The class met in the shady “backyard” of a community leader's house (Fatima) and provided an excellent example of how to integrate spiritual principles with physical needs. We spent the first part of the class studying Genesis 1 and discovering that God has created the world with order, beauty, and the intention for humankind to maintain loving stewardship over all of His creation. We heard the story of George Washington Carver, who lived out this principle, and discovered hundreds of uses for the peanut, among other things. And we heard presentations from several of the women themselves in the community on different plants and fruits available in the area and what uses they have.

Like seeds in the ground that have yet to sprout are the signs of transformation growing in Limonal. One day soon the sparkle of hope I saw in these women's eyes will be as bright as the stars in the night sky.

Monday, August 28, 2006

better late than never

So probably only a few of you, dear readers, know that I have this wonderful FHI website in addition to my blog, which unfortunately has been ridiculously out of date until this evening.

I am happy to report that I have spent several long hours slaving over it, and if you visit said website you will now be able to see a sampling of photos from April in my pre-service training all the way through July here in Managua.

And, I promise that this other website will have a fair amount of August pictures too before the end of this month!

p.s. No registration required!

Sunday, August 27, 2006

new orleans, i never knew you

and maybe i never will...

the politicians fight
the leaders blame
the people cry, "for shame, for shame!"

money is late
homes are crumbling
deep within, spirits are tumbling

a community waits
a city holds its breath
will this story end in life or death?
-pjn 8/27/06

Friday, August 25, 2006

there is no such thing...

as an ordinary day in Nicaragua. The latest example of this occurred earlier this evening when Andrea and I set off for the airport to pick up our boss, Kim and her family, who were returning from the States. Everything seemed to be perfectly normal when suddenly up ahead we noticed that cars on our side of the street were coming toward us! I immediately slammed on the brakes as we approached the scene.

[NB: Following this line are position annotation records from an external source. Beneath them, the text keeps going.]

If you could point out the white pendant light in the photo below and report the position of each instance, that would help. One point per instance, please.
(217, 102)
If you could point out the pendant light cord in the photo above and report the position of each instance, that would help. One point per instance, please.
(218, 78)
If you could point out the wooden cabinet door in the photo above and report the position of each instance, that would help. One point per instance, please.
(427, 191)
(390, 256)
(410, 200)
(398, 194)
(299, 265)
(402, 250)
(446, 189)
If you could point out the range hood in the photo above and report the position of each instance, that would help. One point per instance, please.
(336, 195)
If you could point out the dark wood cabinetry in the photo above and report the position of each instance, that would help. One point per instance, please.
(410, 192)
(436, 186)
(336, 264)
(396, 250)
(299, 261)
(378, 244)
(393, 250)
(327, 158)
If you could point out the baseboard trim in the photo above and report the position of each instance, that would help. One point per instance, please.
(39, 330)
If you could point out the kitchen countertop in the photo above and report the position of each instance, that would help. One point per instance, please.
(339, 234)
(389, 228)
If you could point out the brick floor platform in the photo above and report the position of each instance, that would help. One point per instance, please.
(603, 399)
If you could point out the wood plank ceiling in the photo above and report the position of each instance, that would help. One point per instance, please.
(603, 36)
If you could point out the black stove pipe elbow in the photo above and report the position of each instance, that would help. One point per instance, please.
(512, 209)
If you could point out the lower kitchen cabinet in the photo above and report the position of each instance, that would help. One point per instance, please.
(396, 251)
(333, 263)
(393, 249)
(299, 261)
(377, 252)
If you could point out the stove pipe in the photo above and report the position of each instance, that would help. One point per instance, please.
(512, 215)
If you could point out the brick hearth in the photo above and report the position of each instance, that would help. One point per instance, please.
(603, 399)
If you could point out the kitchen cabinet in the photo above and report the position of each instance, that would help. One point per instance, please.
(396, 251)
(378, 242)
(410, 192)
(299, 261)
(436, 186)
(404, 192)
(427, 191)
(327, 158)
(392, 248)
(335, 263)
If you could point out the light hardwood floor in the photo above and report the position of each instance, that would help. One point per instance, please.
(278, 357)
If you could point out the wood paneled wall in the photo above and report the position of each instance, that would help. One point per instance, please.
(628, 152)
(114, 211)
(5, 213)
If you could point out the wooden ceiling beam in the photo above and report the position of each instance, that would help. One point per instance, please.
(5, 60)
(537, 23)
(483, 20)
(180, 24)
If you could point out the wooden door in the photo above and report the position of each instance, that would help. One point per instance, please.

In front of us and off to the side of the road were 3-4 small fires that were blocking the access road of the north highway and the lanes on our side of the road. In addition, a crowd of people appeared to be gathering on the side of the street. It was hard to tell at first if there had been some kind of accident, or if this was another of the many protests we have been having lately in Managua over the energy and water crises. Either way, there was no alternative but to join the rest of the drivers on our side of the highway who had proceded to turn around and make their way back to the nearest crossover, and without any police presence, turned the right lane of the opposing traffic into a temporary solution to the blockage. As we got closer, it did appear to be more like a protest and I wondered what it would be like when we were trying to come back the other direction. [I am proud to say that Andrea and I both have cool heads under pressure, and neither of us panicked in the midst of all of this.]

Sure enough, after successfully navigating our alternative route to the airport and picking up Kim and the fam, when we approached the same point coming home there were 20-30 people and several fires blocking the entire road in both directions, and police were directing all traffic off onto a side street, which we were forced to take around the protest until we could get back to the highway.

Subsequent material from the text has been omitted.